Politique

Tshisekedi cherche à contenir le conflit et à intensifier les efforts diplomatiques en Angola

Le président de la République démocratique du Congo, Félix Tshisekedi, est arrivé à Luanda, la capitale angolaise, le lundi 9 février, pour une visite de travail axée sur l’escalade du conflit dans l’est du Congo. Cette visite marque l’aboutissement d’une vaste tournée diplomatique qui l’a conduit dans au moins sept pays depuis le début de l’année. Au cours de cette tournée, le président congolais a cherché à obtenir de nouvelles sanctions contre des membres du mouvement M23 et des responsables rwandais, ainsi qu’à intensifier ses efforts pour isoler diplomatiquement Kigali.

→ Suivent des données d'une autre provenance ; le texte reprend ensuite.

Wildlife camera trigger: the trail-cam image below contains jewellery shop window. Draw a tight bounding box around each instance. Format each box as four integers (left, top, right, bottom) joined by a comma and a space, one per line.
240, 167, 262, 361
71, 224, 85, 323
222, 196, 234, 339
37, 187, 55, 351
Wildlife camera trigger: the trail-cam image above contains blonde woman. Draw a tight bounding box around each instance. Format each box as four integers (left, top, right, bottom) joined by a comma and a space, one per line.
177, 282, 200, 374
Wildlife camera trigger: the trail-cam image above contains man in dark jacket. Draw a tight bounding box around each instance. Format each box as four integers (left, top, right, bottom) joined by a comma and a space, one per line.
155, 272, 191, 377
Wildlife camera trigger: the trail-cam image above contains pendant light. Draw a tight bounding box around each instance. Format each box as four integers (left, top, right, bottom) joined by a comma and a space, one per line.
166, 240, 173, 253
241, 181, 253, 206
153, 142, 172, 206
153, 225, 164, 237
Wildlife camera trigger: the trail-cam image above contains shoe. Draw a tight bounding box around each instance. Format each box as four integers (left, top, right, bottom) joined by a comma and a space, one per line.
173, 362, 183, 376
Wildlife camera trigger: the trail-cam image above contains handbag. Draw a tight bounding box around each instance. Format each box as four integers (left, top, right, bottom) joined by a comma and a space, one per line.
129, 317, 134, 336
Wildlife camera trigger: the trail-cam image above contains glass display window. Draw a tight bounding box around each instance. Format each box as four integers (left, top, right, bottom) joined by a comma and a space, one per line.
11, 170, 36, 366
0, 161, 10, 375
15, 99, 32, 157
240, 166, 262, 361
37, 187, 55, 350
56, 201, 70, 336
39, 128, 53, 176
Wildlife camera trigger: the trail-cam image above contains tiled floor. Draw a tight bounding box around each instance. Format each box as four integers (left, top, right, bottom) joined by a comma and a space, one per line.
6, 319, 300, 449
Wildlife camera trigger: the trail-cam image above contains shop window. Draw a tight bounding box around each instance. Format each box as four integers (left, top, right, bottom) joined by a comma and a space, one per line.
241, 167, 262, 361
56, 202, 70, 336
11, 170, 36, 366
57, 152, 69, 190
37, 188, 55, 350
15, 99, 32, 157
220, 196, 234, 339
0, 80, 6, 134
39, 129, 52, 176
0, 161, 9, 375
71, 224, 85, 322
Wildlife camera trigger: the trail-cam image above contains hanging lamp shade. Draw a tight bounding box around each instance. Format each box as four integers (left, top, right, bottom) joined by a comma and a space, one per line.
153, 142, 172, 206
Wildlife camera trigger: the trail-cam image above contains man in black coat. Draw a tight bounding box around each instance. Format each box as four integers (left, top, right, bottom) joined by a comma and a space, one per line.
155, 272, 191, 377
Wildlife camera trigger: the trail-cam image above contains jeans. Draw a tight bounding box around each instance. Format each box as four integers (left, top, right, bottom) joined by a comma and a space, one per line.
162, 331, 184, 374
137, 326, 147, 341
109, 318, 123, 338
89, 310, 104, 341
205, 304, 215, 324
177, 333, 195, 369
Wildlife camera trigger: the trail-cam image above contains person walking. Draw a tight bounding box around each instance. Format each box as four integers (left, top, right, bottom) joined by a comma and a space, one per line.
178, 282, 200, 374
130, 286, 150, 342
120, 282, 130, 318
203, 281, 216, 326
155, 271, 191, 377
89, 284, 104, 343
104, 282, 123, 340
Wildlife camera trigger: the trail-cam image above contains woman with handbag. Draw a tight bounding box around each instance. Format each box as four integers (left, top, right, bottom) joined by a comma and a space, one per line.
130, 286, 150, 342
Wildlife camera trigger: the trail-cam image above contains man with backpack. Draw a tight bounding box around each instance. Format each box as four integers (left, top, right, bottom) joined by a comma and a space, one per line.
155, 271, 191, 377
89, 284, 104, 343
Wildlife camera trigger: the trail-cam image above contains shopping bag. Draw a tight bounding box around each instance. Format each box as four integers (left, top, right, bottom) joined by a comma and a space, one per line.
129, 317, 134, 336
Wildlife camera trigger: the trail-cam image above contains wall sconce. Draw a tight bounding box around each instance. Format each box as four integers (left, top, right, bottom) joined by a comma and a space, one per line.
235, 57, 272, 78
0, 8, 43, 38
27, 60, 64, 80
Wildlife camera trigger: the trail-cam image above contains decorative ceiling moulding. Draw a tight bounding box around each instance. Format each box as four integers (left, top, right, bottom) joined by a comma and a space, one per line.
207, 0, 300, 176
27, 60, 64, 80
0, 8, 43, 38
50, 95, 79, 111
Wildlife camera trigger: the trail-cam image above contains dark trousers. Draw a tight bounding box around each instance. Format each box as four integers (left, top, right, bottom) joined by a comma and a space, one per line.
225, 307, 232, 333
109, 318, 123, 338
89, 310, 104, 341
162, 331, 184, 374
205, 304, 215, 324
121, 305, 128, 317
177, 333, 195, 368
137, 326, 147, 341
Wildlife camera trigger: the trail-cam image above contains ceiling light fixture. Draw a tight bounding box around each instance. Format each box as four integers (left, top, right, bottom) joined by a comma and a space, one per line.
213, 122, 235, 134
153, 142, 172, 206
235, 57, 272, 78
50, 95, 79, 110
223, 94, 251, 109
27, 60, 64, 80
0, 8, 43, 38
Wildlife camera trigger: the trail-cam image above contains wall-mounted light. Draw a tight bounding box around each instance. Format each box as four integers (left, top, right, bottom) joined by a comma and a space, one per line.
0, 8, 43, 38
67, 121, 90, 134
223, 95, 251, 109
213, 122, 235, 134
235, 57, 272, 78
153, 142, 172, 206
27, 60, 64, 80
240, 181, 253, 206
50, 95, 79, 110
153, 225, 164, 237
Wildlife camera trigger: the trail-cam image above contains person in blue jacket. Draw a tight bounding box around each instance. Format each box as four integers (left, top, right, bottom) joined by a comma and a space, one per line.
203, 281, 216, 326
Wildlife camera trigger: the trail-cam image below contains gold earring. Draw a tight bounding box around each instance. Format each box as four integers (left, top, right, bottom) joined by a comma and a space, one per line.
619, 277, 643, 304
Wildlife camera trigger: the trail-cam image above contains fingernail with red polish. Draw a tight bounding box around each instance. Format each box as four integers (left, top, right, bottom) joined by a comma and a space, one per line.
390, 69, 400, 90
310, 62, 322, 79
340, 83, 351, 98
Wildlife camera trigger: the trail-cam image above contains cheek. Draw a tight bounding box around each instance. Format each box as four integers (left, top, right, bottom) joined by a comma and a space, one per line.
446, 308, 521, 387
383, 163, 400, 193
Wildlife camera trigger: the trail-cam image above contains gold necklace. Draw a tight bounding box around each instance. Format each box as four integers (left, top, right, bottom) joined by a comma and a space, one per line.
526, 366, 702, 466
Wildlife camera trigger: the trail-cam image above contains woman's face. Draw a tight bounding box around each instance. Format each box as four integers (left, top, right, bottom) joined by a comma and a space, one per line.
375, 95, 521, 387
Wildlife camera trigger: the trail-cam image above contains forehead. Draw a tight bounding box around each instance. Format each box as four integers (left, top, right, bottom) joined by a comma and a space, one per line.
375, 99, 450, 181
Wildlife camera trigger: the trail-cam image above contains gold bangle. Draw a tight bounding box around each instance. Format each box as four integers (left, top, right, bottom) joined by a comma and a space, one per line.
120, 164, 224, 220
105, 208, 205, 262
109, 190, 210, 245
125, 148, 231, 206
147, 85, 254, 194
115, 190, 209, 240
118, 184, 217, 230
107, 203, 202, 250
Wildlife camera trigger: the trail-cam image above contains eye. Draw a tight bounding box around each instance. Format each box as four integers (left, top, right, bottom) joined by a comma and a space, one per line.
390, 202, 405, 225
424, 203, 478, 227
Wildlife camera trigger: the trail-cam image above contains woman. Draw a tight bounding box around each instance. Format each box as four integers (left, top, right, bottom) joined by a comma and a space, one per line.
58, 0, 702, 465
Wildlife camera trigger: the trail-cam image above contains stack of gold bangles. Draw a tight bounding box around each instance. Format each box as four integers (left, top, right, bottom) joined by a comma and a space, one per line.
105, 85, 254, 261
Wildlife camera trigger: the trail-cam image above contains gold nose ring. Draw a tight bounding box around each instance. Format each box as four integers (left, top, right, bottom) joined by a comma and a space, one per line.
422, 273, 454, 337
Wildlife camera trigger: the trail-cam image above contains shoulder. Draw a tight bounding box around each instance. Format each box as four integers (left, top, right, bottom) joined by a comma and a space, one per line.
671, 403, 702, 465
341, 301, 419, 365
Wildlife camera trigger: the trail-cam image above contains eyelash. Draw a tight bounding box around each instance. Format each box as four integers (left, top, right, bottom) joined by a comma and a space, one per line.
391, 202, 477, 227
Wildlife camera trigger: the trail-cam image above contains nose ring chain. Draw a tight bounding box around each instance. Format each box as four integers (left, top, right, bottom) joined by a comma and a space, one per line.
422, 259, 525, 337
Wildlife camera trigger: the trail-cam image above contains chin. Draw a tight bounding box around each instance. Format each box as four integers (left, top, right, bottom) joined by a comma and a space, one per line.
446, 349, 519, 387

Lors d’une longue réunion à Luanda, M. Tshisekedi s’est entretenu avec son homologue angolais, João Lourenço, qui occupera la présidence de l’Union africaine pendant quelques jours seulement avant de la céder au Burundi lors du sommet prévu les 13 et 14 février à Addis-Abeba. Les discussions entre les deux dirigeants ont porté sur l’évaluation de la situation sécuritaire au Nord et au Sud-Kivu et sur l’exploration des options pour relancer un processus politique menant à un cessez-le-feu durable. Le président togolais Faure Gnassingbé, chargé par l’Union africaine de la médiation dans cette crise, et l’ancien président nigérian Olusegun Obasanjo, membre de l’équipe de facilitation œuvrant sous la coordination de M. Gnassingbé, ont participé aux pourparlers dans la capitale angolaise. Leur présence a donné un nouvel élan aux efforts africains pour contenir l’escalade de la violence dans l’est du Congo.

Malgré sa brièveté – seulement dix lignes –, le communiqué final publié à l’issue des réunions contenait plusieurs points clés. Les participants ont formellement autorisé l’Angola à entamer des consultations avec « toutes les parties congolaises impliquées » dans le conflit au Nord et au Sud-Kivu, afin de « créer les conditions nécessaires à un dialogue inter-congolais », une étape perçue comme un prélude à la relance du processus de négociation interne. La déclaration appelait les parties au conflit à déclarer un cessez-le-feu, dont la date de mise en œuvre serait fixée d’un commun accord. Elle soulignait également la nécessité de respecter les accords antérieurs, notamment l’Accord de Washington et les résolutions 2773 et 2808 du Conseil de sécurité, en tant que cadres fondamentaux pour le règlement de la crise.